Der angefochtene Beschluss wird abgeändert , sodass er neu lautet:
„Die mit Schriftsatz vom 23. Juli 2025 (ON 23) vorgenommene Klagsänderung wird zugelassen.
Die beklagte Partei hat die Kosten ihrer Äußerung vom 28. August 2025 (ON 25) selbst zu tragen.“
Die beklagte Partei ist schuldig, der klagenden Partei die mit EUR 1.097,52 (darin enthalten EUR 182,92 USt) bestimmten Kosten des Rekursverfahrens binnen 14 Tagen zu ersetzen.
Der Wert des Entscheidungsgegenstandes übersteigt EUR 30.000,00.

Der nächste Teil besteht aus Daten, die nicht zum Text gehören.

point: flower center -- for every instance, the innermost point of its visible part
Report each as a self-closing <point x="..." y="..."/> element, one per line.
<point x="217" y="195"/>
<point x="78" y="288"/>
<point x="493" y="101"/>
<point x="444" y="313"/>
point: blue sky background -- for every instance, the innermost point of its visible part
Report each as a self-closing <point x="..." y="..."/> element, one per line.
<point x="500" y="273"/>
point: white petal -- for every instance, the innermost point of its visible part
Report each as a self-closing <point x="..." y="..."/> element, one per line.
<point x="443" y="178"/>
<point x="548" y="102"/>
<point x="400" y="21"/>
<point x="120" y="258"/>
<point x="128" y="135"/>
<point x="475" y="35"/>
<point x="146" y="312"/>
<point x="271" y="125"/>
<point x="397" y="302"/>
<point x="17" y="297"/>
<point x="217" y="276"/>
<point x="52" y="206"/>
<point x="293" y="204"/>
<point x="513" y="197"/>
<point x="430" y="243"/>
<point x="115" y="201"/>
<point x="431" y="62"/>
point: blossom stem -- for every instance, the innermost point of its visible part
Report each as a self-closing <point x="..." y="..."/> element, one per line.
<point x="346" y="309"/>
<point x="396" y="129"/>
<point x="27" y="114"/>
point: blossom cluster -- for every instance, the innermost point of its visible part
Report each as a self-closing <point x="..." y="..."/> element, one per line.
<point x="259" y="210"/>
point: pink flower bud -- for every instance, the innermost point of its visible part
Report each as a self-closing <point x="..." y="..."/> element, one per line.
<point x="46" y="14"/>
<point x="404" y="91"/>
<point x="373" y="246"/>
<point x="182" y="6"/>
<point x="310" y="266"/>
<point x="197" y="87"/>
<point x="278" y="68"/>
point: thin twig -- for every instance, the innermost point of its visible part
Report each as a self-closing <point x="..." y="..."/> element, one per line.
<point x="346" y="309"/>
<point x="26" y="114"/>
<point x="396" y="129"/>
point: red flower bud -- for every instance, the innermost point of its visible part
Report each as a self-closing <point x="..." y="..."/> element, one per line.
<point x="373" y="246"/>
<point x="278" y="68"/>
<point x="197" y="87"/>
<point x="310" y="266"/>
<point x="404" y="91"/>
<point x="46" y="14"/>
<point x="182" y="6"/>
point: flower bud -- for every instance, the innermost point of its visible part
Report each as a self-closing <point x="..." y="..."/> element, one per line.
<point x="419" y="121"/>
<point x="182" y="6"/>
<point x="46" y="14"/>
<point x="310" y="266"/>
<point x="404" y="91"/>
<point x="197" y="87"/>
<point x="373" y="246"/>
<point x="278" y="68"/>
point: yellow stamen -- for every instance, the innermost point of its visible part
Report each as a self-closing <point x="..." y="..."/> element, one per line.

Der ordentliche Revisionsrekurs ist nicht zulässig.
BEGRÜNDUNG:
Im Verfahren ficht die Klägerin die am 28.12.2021 vom Sohn der Beklagten (dem Schuldner der Klägerin) zugunsten der Beklagten erfolgte Einräumung eines Veräußerungs- und Belastungsverbots ob dessen Liegenschaft EZ **, KG ** an. Auf dieser Grundlage begehrt sie zum einen die Unwirksamerklärung dieser Rechtshandlung ihr gegenüber und zum anderen die Duldung der Exekutionsführung auf die genannte Liegenschaft zur Hereinbringung vollstreckbarer Forderungen. Die Einräumung des Belastungs- und Veräußerungsverbots habe ausschließlich dazu gedient, die Exekution in die Liegenschaft zu verhindern, worüber die Beklagte „bestens informiert“ gewesen sei. Das Duldungsbegehren diene der Hereinbringung der in den Verfahren ** und **, jeweils des Landesgerichts Leoben, festgestellten Geldansprüche, jeweils samt Verfahrenskosten erster und zweiter Instanz.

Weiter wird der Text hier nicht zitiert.